Of this myth Campbell states,

“This is the masculine experience of the feminine temperament: that it doesn’t quite make sense, but there it is. That’s the way it’s shifting this time, that’s the way it’s going that time. The trial is to hold on, be patient and don’t try to solve it. Just endure it, and then all the boons of beautiful womanhood will be yours.” [Transformations of Myth Through Time].

This story provides a fascinating insight into the mechanics of gynocentrim. Before the 11th century there was hardly any support in the world for the notion of romantic love; at best it was an underground, unspoken activity disallowed on the world stage where arranged marriages dominated gender interaction completely. When the cult of romantic love appeared, women could for the first time be married and/or choose a male lover with the open encouragement of the society in which they lived.

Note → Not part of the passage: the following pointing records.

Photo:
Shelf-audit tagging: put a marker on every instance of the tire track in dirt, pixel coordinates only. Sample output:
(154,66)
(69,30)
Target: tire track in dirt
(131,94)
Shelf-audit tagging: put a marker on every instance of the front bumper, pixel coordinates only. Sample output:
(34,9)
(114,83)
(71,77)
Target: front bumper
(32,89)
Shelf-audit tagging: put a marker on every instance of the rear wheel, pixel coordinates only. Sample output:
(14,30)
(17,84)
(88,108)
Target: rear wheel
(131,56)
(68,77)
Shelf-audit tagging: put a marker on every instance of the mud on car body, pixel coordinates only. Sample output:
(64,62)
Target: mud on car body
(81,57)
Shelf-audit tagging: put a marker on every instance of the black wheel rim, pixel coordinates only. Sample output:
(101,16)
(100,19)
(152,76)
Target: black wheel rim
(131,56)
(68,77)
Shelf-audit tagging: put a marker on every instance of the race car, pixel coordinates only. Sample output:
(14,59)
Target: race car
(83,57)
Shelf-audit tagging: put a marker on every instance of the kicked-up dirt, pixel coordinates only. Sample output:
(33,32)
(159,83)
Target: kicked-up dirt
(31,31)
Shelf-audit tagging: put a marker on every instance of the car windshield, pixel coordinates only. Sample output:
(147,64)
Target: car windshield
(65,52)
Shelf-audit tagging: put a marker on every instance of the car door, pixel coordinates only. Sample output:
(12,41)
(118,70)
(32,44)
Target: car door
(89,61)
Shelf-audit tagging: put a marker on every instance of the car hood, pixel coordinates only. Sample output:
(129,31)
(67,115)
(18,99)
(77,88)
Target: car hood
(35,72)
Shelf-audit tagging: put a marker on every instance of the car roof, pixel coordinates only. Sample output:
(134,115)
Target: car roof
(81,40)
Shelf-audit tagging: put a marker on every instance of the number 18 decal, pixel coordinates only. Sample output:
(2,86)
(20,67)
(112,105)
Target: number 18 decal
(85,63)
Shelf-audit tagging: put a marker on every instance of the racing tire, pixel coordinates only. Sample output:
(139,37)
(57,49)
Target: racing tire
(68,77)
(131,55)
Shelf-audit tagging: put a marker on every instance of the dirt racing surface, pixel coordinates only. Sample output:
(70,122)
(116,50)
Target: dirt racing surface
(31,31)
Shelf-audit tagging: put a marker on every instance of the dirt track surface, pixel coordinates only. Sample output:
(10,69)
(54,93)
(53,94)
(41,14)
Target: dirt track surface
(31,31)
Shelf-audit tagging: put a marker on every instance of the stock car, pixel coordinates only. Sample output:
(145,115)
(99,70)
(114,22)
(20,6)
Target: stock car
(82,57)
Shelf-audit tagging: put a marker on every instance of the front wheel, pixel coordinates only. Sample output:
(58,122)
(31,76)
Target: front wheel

For the first time a woman would force her lover to do worthiness tests – get in a sword fight, a jousting battle, go on a dangerous journey, write some poetry, or procure and provide a precious gift. If he succeeded in her chosen test, he was often rewarded with a small gesture.

The cult of romantic love began in France and rapidly spread to the rest of Europe, and it was a watershed moment for women’s power. Women realised their bargaining power and could now ask for favours, worthiness tests and special treatment in exchange for love. It was here in 11th-12th century Europe that chivalry and gynocentrism were born, and without this event it unlikely that a ‘battle of the sexes’ would have developed, nor would there have been a need for feminists and men’s advocates to address the fluctuating power balance as exists between men and women today.